A $200,000 grant to The Housing Fund from the Kresge and Surdna Foundations will support the development of lending products for the purchase, purchase/rehab and/or new construction of artist live/work or production space in Nashville and Davidson County. The Housing Fund was one of seven community lenders from across the country to receive a grant from the foundations. The Housing Fund is a community development financial institution (CDFI), which is a local lender dedicated to providing affordable lending to underserved markets. The fund’s mission is to provide resources and creative leadership to help individuals and communities create and maintain affordable and healthy places to live. With over $21 million in assets, The Housing Fund has lent over $67 million, leveraging $415 million in private financing for more than 4,500 housing units and community development projects in the area.

Paul Johnson, President/CEO of The Housing Fund stated “Permanent investment within culturally diverse areas will assist in the attraction and retention of creative talents and will provide an opportunity for small businesses to grow and flourish. The Make a Mark program will provide financing to artists and the creative community and will ensure that the artistic community will have an affordable, permanent stake in neighborhoods throughout Nashville and Davidson County.”

“Musicians, artists, designers and creative entrepreneurs add the special sauce for our community” added Jennifer Cole, Executive Director of the Metro Nashville Arts Commission. “Increasingly, artisans and creative small business owners are challenged by finding affordable housing and production space. As a city, we must support those individuals who write the songs, make the belts and boots and design the things that make us Music City. The Make a Mark program will provide financing to artists and the creative community and will ensure that the artistic community will have an affordable, permanent stake in neighborhoods throughout Nashville and Davidson County.”

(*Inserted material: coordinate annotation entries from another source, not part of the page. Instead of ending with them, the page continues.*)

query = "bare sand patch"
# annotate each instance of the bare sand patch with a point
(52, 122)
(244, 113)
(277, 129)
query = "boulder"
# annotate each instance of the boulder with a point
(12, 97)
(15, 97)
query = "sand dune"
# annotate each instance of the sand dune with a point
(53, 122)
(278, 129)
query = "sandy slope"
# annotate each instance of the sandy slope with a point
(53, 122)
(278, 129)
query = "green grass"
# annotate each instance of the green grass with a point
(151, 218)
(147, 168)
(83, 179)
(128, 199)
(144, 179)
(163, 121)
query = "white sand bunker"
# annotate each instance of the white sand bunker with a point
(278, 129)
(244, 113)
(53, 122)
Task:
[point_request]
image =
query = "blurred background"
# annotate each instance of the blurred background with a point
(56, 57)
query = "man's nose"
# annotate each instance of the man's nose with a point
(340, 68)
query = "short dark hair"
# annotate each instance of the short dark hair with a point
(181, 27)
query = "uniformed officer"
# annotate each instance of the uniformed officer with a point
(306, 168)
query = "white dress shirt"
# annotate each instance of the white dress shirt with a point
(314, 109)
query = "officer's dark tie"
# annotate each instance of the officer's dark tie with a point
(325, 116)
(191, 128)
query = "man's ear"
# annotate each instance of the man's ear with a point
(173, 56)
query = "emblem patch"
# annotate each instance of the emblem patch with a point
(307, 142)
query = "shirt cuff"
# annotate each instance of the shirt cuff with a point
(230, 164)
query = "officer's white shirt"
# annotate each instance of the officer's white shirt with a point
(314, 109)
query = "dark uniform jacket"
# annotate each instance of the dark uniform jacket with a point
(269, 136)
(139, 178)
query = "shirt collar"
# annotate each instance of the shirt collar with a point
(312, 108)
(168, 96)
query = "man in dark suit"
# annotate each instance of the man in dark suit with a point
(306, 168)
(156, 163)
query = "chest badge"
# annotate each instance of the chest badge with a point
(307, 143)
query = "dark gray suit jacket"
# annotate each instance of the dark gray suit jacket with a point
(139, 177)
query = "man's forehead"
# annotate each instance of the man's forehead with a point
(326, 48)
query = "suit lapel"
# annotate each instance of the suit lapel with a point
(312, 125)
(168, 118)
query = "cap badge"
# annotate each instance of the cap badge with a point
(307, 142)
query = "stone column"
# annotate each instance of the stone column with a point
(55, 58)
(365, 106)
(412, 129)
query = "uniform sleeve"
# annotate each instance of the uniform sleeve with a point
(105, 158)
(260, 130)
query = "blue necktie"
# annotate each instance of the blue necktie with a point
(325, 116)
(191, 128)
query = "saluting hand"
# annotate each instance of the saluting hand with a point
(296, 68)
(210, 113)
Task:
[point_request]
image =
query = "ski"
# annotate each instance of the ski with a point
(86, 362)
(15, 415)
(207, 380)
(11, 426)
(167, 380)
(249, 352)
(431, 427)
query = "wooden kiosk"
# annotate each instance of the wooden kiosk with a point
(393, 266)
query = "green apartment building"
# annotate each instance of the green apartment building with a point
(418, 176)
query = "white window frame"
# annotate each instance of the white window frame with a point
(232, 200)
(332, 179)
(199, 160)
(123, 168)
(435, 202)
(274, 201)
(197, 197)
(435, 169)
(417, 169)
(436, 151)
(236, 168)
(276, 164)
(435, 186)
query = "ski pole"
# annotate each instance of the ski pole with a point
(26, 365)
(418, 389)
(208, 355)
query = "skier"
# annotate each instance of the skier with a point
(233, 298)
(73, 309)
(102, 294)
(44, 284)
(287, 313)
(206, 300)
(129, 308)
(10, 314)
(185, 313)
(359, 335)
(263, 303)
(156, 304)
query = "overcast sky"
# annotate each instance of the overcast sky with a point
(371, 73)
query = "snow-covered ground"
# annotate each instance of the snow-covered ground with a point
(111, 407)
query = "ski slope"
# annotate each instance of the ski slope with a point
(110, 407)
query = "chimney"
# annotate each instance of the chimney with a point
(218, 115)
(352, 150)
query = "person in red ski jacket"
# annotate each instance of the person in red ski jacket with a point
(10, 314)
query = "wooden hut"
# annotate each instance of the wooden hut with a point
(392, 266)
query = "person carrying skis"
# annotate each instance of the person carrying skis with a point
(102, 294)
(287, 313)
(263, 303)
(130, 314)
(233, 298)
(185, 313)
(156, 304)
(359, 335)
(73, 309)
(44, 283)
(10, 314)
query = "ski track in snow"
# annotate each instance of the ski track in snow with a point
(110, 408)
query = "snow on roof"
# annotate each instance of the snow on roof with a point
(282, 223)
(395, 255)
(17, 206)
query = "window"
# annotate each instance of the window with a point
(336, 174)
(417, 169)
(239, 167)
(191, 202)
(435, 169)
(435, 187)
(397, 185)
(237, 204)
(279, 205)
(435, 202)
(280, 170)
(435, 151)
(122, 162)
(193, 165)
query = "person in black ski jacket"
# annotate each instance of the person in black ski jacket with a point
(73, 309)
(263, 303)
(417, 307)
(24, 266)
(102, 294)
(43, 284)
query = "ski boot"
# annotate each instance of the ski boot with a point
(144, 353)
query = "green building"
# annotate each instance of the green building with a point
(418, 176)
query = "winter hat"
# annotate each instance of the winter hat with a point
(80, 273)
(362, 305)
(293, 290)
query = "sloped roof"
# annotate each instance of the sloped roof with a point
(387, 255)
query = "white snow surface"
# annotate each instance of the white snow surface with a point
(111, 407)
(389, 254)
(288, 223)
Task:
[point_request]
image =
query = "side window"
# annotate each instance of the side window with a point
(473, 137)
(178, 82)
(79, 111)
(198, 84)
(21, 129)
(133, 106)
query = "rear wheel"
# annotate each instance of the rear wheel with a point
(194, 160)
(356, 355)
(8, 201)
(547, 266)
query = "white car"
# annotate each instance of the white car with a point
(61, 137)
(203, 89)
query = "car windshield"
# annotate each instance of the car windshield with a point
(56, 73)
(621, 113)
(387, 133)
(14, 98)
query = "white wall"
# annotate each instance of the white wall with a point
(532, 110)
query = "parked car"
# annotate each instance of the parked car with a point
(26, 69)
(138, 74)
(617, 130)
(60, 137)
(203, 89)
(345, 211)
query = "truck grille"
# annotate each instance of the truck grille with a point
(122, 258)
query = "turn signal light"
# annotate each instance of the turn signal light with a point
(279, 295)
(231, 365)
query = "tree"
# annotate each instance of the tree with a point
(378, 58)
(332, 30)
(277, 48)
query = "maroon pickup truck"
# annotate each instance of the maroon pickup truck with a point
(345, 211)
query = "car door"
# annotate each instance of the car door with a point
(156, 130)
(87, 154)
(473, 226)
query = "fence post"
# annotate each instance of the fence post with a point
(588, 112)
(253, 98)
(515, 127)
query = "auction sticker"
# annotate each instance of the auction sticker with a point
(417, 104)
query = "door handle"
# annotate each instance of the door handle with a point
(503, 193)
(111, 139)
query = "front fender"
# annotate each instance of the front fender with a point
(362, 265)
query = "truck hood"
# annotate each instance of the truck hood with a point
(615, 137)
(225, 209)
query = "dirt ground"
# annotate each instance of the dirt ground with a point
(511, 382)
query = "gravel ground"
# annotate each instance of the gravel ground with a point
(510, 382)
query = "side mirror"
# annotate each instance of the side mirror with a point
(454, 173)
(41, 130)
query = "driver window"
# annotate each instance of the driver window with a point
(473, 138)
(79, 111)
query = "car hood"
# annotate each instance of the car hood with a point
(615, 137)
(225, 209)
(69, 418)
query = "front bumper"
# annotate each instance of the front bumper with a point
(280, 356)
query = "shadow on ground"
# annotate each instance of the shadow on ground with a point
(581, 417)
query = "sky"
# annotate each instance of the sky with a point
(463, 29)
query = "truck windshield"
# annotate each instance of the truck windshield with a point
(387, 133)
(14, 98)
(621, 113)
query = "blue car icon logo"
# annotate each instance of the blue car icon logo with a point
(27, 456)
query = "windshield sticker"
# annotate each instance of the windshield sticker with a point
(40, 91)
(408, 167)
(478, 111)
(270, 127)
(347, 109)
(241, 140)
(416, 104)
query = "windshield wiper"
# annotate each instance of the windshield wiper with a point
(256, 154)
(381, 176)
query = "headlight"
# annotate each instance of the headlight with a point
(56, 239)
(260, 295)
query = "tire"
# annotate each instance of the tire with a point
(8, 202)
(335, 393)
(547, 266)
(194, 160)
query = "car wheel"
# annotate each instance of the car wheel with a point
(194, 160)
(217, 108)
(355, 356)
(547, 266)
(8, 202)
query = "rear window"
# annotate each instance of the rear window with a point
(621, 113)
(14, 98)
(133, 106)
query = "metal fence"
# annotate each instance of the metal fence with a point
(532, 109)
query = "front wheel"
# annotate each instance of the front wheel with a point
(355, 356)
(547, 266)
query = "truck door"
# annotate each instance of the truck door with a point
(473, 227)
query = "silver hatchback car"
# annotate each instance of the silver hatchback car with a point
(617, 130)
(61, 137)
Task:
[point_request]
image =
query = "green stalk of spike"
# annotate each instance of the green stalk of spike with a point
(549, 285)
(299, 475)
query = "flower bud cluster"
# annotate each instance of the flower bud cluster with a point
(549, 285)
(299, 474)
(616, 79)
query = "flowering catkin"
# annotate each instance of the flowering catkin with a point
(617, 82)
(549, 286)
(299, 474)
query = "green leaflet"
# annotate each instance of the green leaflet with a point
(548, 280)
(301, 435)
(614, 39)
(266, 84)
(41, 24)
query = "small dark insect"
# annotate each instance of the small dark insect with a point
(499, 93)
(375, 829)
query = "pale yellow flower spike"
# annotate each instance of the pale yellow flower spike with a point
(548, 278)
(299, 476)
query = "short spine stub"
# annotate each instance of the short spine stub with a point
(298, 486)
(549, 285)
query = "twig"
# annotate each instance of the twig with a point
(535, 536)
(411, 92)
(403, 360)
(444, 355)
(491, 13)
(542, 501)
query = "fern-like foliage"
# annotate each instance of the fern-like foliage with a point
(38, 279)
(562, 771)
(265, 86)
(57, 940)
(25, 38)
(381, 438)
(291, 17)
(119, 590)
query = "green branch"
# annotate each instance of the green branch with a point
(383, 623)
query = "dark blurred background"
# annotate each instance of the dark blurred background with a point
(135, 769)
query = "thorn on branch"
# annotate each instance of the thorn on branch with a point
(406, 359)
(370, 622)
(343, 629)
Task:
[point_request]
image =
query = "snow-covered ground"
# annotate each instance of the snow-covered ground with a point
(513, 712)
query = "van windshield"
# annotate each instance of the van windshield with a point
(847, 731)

Nashville is the home to a thriving and diverse artistic community with more than 40,000 creative workers but the booming economy means that affordable creative production space is quickly disappearing. The Housing Fund, in coordination with the Metro Nashville Arts Commission, will create an advisory committee to assist in the development of a loan pool for the purchase of affordable work or live/work space for the creative community. Artist investment in neighborhoods will transform neighborhoods into hubs of vibrant creative activity and to ensure that the creative spaces remain affordable.

The joint Kresge-Surdna initiative, called Catalyzing Culture and Community through CDFIs, or C4, is intended to help support and expand CDFIs’ involvement in integrating arts and culture into local revitalization work, an approach to community development known as creative placemaking.

The one-time competitive grant opportunity received more than 40 responses from community lenders to an open request for proposals (RFP) launched in September 2014. The RFP sought two project types—arts- and artist-centered interventions and neighborhood revitalization projects—both focused on deploying alternative capital in disinvested communities to augment efforts that systematically integrate arts, culture, and creative.

“CDFIs can play an important role in helping artists, arts and culture organizations, and non-arts organizations create jobs, attract investments, generate tax revenues, and stimulate local economies,” said Phillip Henderson, president of the Surdna Foundation. “However, the contributions of projects like the Make a Mark program extend far beyond the economy—they help to make our communities healthier, more equitable and sustainable.”

The foundation funding allows the lenders to experiment with projects they might not have considered otherwise. “It provides risk capital,” said Rip Rapson, the Kresge Foundation’s president and CEO. “We’re very pleased that these CDFIs are open to exploring the ways that investment in arts culture and creative enterprises and might meet their mission.”